Since this code requires a few Python and Turi Create tricks, feel free to use this block of code as is. Refer to the API documentation for a deeper understanding.


In [7]:
#https://towardsdatascience.com/how-to-assign-labels-with-sklearn-one-hot-encoder-e59a5f17df4f
from sklearn.preprocessing import OneHotEncoder as SklearnOneHotEncoder

class OneHotEncoder(SklearnOneHotEncoder):
    def __init__(self, **kwargs):
        super(OneHotEncoder, self).__init__(**kwargs)
        self.fit_flag = False

    def fit(self, X, **kwargs):
        out = super().fit(X)
        self.fit_flag = True
        return out

    def transform(self, X, **kwargs):
        sparse_matrix = super(OneHotEncoder, self).transform(X)
        new_columns = self.get_new_columns(X=X)
        d_out = pd.DataFrame(sparse_matrix.toarray(), columns=new_columns, index=X.index)
        return d_out

    def fit_transform(self, X, **kwargs):
        self.fit(X)
        return self.transform(X)

    def get_new_columns(self, X):
        new_columns = []
        for i, column in enumerate(X.columns):
            j = 0
            while j < len(self.categories_[i]):
                new_columns.append(f'{column}_<{self.categories_[i][j]}>')
                j += 1
        return new_columns

In [8]:
#https://towardsdatascience.com/categorical-encoding-using-label-encoding-and-one-hot-encoder-911ef77fb5bd
#Using dummies values approach
loans_data = risky_loans.append(safe_loans)

for feature in features:
    newfeature = pd.get_dummies(loans_data[feature], columns=[feature], prefix=feature )
    loans_data = loans_data.join(newfeature)

loans_data = loans_data.drop(features, axis=1)

## Train-Validation split

We split the data into a train-validation split with 80% of the data in the training set and 20% of the data in the validation set.

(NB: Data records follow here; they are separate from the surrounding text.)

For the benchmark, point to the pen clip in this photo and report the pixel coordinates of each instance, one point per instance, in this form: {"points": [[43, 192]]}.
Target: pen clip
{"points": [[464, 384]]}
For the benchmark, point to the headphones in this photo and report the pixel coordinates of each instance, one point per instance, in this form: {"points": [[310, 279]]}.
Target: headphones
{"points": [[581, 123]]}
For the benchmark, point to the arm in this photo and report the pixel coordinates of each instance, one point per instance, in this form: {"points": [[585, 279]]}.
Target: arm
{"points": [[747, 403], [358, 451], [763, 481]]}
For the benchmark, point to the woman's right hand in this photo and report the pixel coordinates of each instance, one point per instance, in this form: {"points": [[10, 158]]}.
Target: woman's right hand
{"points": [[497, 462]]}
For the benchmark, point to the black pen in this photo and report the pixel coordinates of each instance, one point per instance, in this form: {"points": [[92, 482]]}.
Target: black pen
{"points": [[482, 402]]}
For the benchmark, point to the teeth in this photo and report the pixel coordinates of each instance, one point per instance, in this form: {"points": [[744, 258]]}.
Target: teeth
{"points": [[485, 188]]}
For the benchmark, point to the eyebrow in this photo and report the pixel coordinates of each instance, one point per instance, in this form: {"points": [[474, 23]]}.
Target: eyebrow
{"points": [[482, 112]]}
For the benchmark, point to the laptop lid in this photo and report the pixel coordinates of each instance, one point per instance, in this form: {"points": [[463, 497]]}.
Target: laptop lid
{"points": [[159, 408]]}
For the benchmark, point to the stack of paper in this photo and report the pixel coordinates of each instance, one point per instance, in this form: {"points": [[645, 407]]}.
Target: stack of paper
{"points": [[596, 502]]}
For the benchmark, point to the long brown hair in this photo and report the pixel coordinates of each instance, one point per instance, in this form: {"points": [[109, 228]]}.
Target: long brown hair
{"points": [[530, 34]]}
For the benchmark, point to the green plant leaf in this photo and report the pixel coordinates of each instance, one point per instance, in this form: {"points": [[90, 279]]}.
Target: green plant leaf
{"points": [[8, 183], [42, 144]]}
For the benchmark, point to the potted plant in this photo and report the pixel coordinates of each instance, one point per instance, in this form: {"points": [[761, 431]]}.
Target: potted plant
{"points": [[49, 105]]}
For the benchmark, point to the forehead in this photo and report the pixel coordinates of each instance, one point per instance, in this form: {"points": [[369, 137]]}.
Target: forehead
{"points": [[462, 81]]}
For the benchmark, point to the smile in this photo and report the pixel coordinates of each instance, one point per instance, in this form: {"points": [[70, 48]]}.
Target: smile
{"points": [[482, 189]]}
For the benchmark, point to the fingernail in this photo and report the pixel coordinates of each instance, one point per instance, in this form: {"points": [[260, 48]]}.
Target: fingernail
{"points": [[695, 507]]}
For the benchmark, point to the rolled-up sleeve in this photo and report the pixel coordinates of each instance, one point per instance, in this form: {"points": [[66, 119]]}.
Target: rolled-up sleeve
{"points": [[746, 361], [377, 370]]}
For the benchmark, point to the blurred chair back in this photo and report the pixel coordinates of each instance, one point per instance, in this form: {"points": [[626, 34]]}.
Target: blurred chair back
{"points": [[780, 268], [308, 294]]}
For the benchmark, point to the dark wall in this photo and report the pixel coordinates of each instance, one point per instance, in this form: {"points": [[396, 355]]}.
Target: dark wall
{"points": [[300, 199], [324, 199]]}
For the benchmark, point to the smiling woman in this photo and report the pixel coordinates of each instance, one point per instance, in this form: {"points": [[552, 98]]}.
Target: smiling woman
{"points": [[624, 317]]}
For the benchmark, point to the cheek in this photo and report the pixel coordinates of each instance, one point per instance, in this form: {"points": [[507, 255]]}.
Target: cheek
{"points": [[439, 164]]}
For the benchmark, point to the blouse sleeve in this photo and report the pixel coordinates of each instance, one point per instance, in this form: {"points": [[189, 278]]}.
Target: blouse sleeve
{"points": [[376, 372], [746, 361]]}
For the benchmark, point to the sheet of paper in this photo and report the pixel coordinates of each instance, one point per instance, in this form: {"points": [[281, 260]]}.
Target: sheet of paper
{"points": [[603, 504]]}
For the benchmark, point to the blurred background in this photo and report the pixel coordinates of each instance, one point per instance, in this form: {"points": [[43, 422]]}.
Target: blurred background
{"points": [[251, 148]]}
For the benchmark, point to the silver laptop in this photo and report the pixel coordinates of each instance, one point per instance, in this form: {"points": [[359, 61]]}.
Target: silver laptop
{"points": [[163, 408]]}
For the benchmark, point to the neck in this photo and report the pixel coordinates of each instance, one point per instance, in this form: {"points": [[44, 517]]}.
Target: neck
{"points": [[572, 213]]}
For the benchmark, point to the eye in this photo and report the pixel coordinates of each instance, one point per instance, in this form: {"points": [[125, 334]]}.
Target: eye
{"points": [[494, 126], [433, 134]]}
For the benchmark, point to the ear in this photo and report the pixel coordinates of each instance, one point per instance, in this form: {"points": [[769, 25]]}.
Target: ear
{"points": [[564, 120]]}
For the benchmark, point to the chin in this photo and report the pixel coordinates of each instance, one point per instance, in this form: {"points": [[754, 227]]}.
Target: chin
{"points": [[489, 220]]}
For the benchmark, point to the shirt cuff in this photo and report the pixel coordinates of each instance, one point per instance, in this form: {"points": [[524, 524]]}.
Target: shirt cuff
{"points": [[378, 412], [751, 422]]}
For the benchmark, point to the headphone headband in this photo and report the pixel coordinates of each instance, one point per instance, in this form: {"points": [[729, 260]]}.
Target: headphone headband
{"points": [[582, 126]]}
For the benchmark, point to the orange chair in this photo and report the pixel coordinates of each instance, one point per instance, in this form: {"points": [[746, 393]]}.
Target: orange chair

We use `seed=1` so that everyone gets the same result.

In [9]:
train_data, validation_set = train_test_split(loans_data, train_size=.8, random_state=1)

## Early stopping methods for decision trees

In this section, we will extend the **binary tree implementation** from the previous assignment in order to handle some early stopping conditions. Recall the 3 early stopping methods that were discussed in lecture:

1. Reached a **maximum depth**. (set by parameter `max_depth`).
2. Reached a **minimum node size**. (set by parameter `min_node_size`).
3. Don't split if the **gain in error reduction** is too small. (set by parameter `min_error_reduction`).

For the rest of this assignment, we will refer to these three as **early stopping conditions 1, 2, and 3**.

### Early stopping condition 1: Maximum depth

Recall that we already implemented the maximum depth stopping condition in the previous assignment. In this assignment, we will experiment with this condition a bit more and also write code to implement the 2nd and 3rd early stopping conditions.

We will be reusing code from the previous assignment and then building upon this.  We will **alert you** when you reach a function that was part of the previous assignment so that you can simply copy and past your previous code.

### Early stopping condition 2: Minimum node size
The function **reached_minimum_node_size** takes 2 arguments:

1. The `data` (from a node)
2. The minimum number of data points that a node is allowed to split on, `min_node_size`.

This function simply calculates whether the number of data points at a given node is less than or equal to the specified minimum node size. This function will be used to detect this early stopping condition in the **decision_tree_create** function.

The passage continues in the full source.